この三つの内の両断と空破斬は【武士】版のスラッシュとエアスラッシュだ。【剣士】から【武士】に変わって、使えなくなってたからな。これで戦略の幅も広がる。
何よりも今回の収穫は『複数帯剣許可証』だ。
これは、複数の剣を同時に装備することの出来るようになるスキルだ。
簡単に言えば、両手装備や片手装備でもなんでも複数の武器を帯びることが出来るのだ。装備の変更はウィンドウ画面、意識的な操作でもできるがこのスキルでは装備欄に関らずにずっと装備出来る。名前の「帯剣許可」の部分は、昔、武士は身分差別の為に帯剣の許可が下りていたことから、敵を倒したことにより、功績的な感じでこのスキルが手に入ったのではないかと考察する。

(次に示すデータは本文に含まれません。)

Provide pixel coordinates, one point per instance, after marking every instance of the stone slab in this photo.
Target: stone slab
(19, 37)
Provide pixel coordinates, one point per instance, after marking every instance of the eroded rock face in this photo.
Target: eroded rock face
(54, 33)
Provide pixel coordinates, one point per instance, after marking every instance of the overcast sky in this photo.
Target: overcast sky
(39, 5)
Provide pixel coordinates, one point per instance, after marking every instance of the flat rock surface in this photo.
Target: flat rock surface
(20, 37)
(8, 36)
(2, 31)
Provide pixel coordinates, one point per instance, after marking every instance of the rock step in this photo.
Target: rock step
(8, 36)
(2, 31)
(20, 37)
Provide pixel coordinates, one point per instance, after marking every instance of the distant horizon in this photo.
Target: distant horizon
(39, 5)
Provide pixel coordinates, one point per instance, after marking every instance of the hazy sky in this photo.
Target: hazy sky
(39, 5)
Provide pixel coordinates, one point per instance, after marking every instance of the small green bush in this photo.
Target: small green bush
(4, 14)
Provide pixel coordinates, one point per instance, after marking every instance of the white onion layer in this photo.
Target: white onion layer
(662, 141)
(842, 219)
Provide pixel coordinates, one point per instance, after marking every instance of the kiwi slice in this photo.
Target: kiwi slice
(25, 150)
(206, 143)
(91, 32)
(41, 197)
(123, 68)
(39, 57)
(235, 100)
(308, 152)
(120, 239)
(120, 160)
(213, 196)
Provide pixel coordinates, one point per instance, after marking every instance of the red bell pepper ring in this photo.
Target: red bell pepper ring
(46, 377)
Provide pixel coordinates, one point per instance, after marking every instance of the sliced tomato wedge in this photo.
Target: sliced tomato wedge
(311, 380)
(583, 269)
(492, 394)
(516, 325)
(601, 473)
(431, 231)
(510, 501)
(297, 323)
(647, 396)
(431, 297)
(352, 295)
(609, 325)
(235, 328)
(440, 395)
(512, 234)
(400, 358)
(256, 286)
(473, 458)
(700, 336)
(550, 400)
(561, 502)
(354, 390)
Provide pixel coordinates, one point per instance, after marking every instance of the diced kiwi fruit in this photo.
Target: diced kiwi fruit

複数帯剣許可証の何よりの利点は抜刀が何度でも行えるようになる点だ。今は刀系統の武器は餓狼の大太刀しかないが、これから手に入れた場合は抜刀を連続で行えるという事になる。
手に入れた場合というか、もう手に入れたんだけどな。
それは、【惨酷峠】の初回クリア報酬の特典だ。
さっき、インベントリを確認したらこんなものが入っていた。
♦[逆風の鎧通し]/属性:岩/装備スキル:『岩穿ち』
鉄よりも固い針を持つハリネズミの針で作られた、極薄極細の刀。その刃は、微細でありながら岩をも切り裂き、鋼鉄をも穿つ
♦岩穿ち
鋼鉄をも貫く突きを放つ。クールタイムは10分
岩穿ちなのに鋼鉄を貫くってなんだよ。グレードアップしてるじゃねえか…。
反りが少なく鍔の無い刀で、木を削って作った鞘。手元に近いほど刃が厚く、先に行くほど薄い。
特徴的なのはその刃がまるで六脚ハリネズミの針の様に細いことだ。鎧通しとは近接用の短刀のことを言うがこの鎧通しは六十センチはあることから名前の、「逆風」の意味が伺える。
装備スキルのことでも、分かるが突きに特化してるのだ。
だけど、重量制限もほとんどなくて軽く、刃先も薄くて切れ味が良い。抜刀とも相性が良くてよかった。
早速インベントリから出して、直接腰に取り付ける。
これは抜刀に限定されたことでもないが、二刀流が可能になったってこと。噴水広場に戻ったらまた特訓の再開だ。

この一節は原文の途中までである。